The Huskies are coming off one of their toughest wins of the season, a 68-63 victory over a tenacious Georgetown team that only succumbed after Lorin Dixon kick-started a late Huskies rally. Duke made it to the Elite 8 by staving off two DePaul rallies to win, 70-63.

And now, the rematch. "That game, we, I can't even explain what happened in the first half," Karima Christmas said of the first UConn meeting shortly after dropping 23 points on DePaul. "It just kind of put us in a place where we didn't want to be and didn't expect to be."

Duke coach Joanne P. McCallie added "I don't really have anything else to say about that … We got thumped. We moved on and then beat the next team by 24. From there, we got better and better and better."

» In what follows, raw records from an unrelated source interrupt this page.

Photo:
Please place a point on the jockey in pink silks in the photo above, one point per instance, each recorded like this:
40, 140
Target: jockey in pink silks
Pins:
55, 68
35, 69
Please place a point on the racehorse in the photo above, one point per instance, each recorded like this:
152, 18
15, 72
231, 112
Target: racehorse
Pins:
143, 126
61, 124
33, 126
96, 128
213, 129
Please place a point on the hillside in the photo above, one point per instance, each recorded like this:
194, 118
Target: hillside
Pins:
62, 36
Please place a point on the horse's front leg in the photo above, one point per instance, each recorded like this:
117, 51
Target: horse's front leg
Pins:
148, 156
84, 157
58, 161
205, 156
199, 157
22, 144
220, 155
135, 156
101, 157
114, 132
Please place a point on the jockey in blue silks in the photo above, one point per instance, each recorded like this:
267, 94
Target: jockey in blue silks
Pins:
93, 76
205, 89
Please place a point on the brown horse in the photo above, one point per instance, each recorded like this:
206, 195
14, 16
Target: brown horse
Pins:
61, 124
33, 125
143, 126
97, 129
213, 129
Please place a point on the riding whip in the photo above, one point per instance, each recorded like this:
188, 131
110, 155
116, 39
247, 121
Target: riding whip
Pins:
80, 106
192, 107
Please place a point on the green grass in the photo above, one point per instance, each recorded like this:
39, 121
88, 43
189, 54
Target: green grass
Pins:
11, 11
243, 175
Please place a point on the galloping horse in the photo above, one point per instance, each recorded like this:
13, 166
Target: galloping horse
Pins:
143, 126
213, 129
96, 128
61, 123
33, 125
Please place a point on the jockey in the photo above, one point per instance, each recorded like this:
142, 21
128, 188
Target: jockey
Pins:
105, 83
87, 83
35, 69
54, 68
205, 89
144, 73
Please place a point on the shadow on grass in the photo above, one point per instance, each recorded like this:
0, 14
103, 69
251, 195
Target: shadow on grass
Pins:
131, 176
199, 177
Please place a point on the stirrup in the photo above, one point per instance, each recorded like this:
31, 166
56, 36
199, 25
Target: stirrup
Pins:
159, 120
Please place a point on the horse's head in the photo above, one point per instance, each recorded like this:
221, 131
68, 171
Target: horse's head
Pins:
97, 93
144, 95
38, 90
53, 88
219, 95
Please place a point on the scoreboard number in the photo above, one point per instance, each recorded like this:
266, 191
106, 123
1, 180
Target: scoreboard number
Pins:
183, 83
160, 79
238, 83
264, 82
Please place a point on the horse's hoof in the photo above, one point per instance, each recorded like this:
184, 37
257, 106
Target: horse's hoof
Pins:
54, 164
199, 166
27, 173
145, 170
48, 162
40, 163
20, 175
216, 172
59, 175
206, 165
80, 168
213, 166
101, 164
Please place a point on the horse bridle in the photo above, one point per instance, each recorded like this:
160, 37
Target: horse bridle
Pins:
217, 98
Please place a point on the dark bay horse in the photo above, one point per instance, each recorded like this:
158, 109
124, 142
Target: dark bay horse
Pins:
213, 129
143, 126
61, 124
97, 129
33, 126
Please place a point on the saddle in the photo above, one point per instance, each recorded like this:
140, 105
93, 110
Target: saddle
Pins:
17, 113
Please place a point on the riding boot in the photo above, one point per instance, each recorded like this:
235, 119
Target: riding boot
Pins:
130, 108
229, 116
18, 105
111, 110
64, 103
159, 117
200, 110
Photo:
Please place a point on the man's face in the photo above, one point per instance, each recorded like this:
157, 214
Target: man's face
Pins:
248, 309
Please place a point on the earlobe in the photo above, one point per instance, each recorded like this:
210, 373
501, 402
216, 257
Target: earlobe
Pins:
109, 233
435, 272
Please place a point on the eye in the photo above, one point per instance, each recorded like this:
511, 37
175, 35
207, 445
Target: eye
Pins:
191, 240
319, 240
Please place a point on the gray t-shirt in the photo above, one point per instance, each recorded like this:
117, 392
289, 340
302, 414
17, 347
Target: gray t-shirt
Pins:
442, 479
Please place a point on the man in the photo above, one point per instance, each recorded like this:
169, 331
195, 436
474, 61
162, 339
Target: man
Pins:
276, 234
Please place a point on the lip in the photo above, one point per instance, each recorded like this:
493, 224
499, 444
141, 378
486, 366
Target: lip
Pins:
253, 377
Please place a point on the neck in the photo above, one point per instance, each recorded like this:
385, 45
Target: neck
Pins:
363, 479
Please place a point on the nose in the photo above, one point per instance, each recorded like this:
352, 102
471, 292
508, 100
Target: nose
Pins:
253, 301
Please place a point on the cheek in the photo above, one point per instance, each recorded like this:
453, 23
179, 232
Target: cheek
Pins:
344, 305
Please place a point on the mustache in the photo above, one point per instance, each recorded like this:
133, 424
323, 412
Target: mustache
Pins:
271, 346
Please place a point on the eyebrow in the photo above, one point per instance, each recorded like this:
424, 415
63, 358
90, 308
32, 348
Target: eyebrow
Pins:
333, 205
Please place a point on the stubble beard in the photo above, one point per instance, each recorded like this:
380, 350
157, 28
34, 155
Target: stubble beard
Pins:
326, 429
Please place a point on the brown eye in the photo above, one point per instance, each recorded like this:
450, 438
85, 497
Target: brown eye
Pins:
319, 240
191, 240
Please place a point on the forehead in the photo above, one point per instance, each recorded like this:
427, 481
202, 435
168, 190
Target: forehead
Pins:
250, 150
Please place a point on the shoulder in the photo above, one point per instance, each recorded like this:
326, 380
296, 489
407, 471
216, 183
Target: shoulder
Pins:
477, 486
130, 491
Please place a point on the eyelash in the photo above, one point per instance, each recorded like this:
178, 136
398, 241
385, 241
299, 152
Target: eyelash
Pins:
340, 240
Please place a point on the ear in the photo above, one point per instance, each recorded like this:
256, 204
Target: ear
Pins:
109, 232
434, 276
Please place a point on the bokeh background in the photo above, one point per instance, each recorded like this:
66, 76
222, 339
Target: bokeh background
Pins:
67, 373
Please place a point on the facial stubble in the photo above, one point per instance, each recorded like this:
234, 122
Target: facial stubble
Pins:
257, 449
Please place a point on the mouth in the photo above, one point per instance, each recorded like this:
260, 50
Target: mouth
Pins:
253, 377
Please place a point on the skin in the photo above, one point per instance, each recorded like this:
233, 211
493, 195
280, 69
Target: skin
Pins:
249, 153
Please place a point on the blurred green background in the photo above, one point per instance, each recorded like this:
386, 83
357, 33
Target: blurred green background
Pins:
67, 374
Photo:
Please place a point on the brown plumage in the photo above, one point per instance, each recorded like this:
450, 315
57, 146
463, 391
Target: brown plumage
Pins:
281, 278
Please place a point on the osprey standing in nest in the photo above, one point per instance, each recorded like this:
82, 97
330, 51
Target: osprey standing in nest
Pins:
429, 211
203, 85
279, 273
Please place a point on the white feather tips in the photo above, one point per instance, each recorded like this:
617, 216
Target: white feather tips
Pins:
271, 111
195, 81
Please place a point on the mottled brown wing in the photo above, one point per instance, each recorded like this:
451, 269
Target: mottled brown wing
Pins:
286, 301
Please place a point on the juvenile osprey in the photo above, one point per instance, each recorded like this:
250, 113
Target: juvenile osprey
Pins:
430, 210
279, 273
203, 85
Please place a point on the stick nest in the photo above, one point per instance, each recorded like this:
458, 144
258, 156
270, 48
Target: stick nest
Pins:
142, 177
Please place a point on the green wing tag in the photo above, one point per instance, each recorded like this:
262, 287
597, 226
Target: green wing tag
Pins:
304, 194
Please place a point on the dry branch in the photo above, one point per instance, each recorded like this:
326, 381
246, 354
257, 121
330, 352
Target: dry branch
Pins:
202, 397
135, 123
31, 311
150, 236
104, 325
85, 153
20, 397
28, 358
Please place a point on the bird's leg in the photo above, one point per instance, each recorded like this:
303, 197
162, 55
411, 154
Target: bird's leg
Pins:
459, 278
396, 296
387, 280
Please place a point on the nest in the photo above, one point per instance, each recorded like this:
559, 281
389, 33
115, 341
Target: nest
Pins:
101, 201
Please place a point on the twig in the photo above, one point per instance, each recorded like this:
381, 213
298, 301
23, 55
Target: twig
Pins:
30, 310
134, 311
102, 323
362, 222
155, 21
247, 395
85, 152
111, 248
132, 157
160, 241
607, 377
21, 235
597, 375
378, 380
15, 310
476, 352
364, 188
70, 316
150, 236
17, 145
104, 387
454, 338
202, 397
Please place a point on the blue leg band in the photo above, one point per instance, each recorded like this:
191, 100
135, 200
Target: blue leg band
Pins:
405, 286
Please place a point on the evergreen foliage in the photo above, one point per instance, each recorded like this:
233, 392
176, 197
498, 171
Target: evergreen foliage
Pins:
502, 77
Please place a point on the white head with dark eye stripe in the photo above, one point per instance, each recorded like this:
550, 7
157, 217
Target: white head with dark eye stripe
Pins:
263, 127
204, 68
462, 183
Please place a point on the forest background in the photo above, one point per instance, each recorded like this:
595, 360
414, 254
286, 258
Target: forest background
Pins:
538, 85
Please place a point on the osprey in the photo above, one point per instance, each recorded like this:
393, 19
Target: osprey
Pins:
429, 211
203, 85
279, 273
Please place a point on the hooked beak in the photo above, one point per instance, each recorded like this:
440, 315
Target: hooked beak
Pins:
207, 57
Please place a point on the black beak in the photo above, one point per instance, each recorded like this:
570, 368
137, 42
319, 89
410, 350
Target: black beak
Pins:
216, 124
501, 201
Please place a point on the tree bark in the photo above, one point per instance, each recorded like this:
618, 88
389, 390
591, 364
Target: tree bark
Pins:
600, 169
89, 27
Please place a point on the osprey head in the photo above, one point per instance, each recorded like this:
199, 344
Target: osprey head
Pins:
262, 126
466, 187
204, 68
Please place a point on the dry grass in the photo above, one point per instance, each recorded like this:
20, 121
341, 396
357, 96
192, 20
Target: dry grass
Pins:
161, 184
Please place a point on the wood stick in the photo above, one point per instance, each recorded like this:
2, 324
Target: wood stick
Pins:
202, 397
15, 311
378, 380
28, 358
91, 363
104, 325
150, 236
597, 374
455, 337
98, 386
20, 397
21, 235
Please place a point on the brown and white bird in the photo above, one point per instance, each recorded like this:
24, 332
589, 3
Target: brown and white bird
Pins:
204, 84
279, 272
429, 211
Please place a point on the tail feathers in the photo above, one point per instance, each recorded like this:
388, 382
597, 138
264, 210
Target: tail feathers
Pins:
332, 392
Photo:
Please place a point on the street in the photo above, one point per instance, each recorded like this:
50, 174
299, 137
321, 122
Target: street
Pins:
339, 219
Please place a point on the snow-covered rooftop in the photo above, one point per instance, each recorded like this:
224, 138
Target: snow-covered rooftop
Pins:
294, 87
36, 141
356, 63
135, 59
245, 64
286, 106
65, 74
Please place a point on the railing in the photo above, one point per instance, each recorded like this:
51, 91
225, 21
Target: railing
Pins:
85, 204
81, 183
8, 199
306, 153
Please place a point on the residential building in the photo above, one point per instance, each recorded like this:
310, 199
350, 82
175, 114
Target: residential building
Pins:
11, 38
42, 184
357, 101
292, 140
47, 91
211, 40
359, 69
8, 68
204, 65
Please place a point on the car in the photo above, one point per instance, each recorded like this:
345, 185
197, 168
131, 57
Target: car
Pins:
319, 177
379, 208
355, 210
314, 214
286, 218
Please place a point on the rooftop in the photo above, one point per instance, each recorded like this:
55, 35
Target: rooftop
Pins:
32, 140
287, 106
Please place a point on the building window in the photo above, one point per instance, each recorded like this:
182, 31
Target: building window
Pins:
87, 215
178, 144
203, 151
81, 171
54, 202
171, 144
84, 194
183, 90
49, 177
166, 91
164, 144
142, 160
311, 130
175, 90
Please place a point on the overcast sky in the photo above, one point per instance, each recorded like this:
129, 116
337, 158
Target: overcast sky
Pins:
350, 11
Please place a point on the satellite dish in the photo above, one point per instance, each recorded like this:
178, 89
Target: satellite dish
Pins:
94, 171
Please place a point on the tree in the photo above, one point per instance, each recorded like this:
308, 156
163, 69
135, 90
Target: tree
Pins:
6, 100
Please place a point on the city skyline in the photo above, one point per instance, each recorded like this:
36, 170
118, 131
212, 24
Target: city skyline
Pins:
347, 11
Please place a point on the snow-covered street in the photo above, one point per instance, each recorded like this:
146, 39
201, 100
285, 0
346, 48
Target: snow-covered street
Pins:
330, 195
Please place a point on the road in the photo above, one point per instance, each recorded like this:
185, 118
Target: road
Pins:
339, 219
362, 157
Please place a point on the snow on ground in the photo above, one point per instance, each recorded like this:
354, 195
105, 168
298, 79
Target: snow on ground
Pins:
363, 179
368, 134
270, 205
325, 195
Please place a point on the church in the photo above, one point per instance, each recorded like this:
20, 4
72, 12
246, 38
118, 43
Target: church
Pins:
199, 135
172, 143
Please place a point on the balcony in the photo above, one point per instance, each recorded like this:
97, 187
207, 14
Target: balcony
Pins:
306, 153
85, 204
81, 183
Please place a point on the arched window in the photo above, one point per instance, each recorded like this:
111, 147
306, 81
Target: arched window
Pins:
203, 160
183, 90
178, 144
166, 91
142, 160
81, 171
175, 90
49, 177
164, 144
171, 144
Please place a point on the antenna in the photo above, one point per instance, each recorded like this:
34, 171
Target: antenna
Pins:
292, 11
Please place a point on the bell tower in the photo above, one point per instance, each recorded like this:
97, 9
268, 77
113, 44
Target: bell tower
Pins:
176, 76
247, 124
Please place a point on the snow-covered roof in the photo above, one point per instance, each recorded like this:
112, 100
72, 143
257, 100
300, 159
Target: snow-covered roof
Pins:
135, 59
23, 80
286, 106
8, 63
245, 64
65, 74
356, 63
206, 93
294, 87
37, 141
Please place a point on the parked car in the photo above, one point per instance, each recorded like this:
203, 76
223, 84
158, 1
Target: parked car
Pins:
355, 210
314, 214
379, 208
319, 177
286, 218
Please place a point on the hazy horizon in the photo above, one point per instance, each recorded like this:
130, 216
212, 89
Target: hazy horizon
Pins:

It is ironic that the Duke women's team is being subjected to the same pregame treatment many Duke men's team's opponents face. One way to quell the doubters: win. This little fact isn't lost on the Blue Devils.

"I think any team that you have lost to, you want to play again," Duke senior guard Jasmine Thomas said. "It's very motivational to get another chance to play [Connecticut], and you just go in with the mindset that you get a chance to continue your season."

"We approach each game and focus mostly on what we are doing and what we can do better," freshman Haley Peters said. "I do not think we would be here if we didn't think we could win."

To recap: if the media would let them, Duke would like to put the 36-point loss behind them.

As for the Huskies, they have their own concerns, chief among them: how to avoid another slow start like they had against Georgetown, and more than that, how to get Maya Moore involved in the offense early. Coach Geno Auriemma admitted as much Monday, when he pointed out that his 2009 and 2010 national championship squads had fewer holes than his current team.

"We're vulnerable because you have to be able to do a lot of things well in the NCAA tournament to win a national championship," Auriemma explained. "The teams that are playing this weekend, and next weekend if you're fortunate enough to get to next weekend, have the ability to take you out of some of the things you do. And when they do, you have to have something to come back at them with.

"So that over a period of 40 minutes, everything they try to take away, there's something else that they can't. The last two years there was nothing anybody could do to keep us from winning."

Against the Hoyas, that meant going with a smaller lineup, basically swapping senior reserve guard Lorin Dixon for freshman center Stefanie Dolson, who scored 24 points in the previous Georgetown meeting. To Dolson's credit, she was unaffected by her second-half stint on the bench. "Lorin Dixon went in and it was a complete game-changer," Dolson said. "To me, it didn't matter. Whatever worked, worked…They did a great job, so for me not to be in the game doesn't mean that I still wasn't a part of things."

Dolson will no doubt be in the lineup against Duke and the hope is that she dominates the boards and gives the Huskies an intimidating inside presence. But if the Blue Devils are able to contain her like the Hoyas did, Auriemma could again look to Dixon, who has the full confidence of her teammates.

"Lorin brings so much energy, just her personality, her style of play," Moore said. "I think a perfect definition of what she can do was [against Georgetown], coming in bringing the defensive energy and getting us going. When she is playing confident with the urgency we have as seniors, you can't really replace that."

The fun begins Tuesday at 7 p.m. on ESPN.